FALSI DIPLOMI NEL VIBONESE, CHIESTO RINVIO A GIUDIZIO PER 72
Anche ispettore Miur ed ex dirigente Ufficio scolastico Calabria
Fonte: ANSA.IT CALABRIA
VIBO VALENTIA – 23 MARZO 2023 – La Procura di Vibo Valentia ha chiesto il rinvio a giudizio per 72 persone indagate nell’inchiesta sull’Accademia Fidia “Ars & Scientia” di Stefanaconi in relazione ad un presunto traffico di diplomi falsi rilasciati dall’istituzione accademica dal 2014 in poi.
L’inchiesta ha preso le mosse dalla scoperta, nel luglio 2020, di un arsenale di armi e oggetti riconducibili ad attività massoniche in un’abitazione contigua alla sede dell’istituto scolastico.
Il Gup di Vibo Valentia Francesca Loffredo, sulla scorta della richiesta avanzata dal pm Ciro Luca Lotoro e dal procuratore Camillo Falvo, ha fissato la data dell’udienza preliminare per il 5 maggio prossimo.
Tra gli indagati, residenti in tutta Italia, c’é il dirigente del ministero dell’Istruzione, Maurizio Piscitelli, di Casalnuovo di Napoli, che all’epoca dei fatti, sui quali hanno indagato i carabinieri del Nucleo investigativo di Vibo, si occupava del controllo e dell’ispezione degli istituti di formazione accreditati dal Miur. Coinvolti anche Maria Rita Calvosa, di Roma, ex direttore generale dell’Ufficio scolastico regionale della Calabria; Vito Primerano, dirigente vicario dello stesso ufficio, e Incoronata (Nadia) Bax, ex assessore e consigliere comunale di Vibo.
L’inchiesta ruota attorno all’attività dell’accademia Fidia.
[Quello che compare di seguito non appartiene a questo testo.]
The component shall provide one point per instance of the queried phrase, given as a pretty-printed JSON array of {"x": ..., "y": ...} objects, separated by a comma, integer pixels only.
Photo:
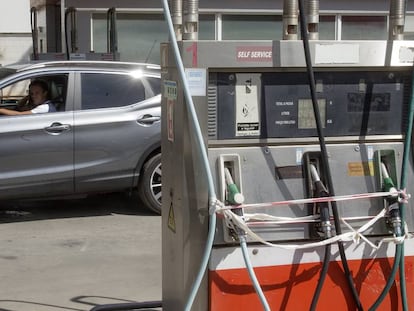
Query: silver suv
[{"x": 103, "y": 137}]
Nell’elenco degli indagati figurano il preside e fondatore dell’istituto vibonese, Michele Licata; i figli Davide, Jgor e Dimitri; la nipote Michela e la nuora Rossella Marzano.
Dalle indagini emerge, secondo l’accusa, un’associazione per delinquere che avrebbe costituito apposite società per rilasciare le certificazioni false che avrebbero consentito ai destinatari di partecipare a concorsi pubblici per personale docente e tecnico-amministrativo.
L’altro elemento che l’inchiesta della Procura di Vibo Valentia ha evidenziato riguarda la presunta commistione tra chi doveva controllare e chi invece è diventato complice del “sistema” che sarebbe stato costituito, generando, a detta dell’accusa, corruzione e ingenti guadagni.